[jira] [Commented] (HDFS-1594) When the disk becomes full Namenode is getting shutdown and not able to recover

Eli Collins (JIRA) Thu, 21 Apr 2011 12:35:49 -0700

    [ 
https://issues.apache.org/jira/browse/HDFS-1594?page=com.atlassian.jira.plugin.system.issuetabpanels:comment-tabpanel&focusedCommentId=13022883#comment-13022883
 ]


Eli Collins commented on HDFS-1594:
-----------------------------------

bq. I disagree. I think losing one of the (supposedly redundant) volumes is 
sufficient cause for alarm as to warrant the whole thing being put into SM.

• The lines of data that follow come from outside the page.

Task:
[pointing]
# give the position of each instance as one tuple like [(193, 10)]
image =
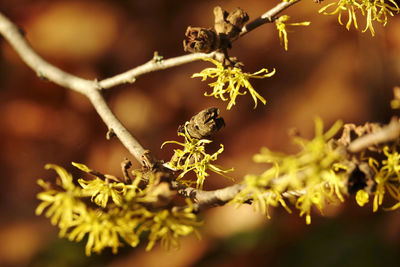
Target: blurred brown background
[(328, 71)]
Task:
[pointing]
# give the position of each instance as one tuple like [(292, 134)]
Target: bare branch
[(388, 133), (86, 87), (151, 66), (206, 199), (267, 17)]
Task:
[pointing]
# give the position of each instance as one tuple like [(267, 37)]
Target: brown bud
[(229, 24), (200, 40), (203, 124)]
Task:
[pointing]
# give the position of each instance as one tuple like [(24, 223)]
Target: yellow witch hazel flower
[(230, 80), (374, 10), (281, 24), (387, 178), (194, 158), (312, 177), (126, 217)]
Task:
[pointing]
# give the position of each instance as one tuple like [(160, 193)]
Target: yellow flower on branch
[(123, 218), (281, 24), (387, 177), (230, 80), (313, 177)]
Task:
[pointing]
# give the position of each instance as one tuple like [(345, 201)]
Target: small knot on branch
[(204, 124), (227, 27)]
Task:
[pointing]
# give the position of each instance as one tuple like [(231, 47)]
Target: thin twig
[(151, 66), (267, 17), (388, 133), (206, 199)]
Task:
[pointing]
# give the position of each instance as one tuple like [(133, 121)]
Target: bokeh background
[(328, 72)]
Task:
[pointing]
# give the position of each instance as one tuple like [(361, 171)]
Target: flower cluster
[(230, 80), (194, 158), (119, 212), (387, 179), (374, 10), (281, 24), (313, 177)]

The NN can tolerate the failure of an edit log volume and continue operation, 
why is running out of disk space warrant a differetn outcome?  You could make 
the case that running out of disk space is a correlated failure (is likely to 
affect the other disks equally if they have similar capacities), but it may not 
be (eg the network mount may run out early or have more free space) in which 
case we'd be less available than we otherwise could me. However I think what 
you have make sense for now. Afterall an admin can always prevent the NN from 
entering SM by monitoring and ensuring all volumes have sufficient free space.

bq. I'm in favor of the current implementation - a single configurable 
threshold, which applies to each volume separately.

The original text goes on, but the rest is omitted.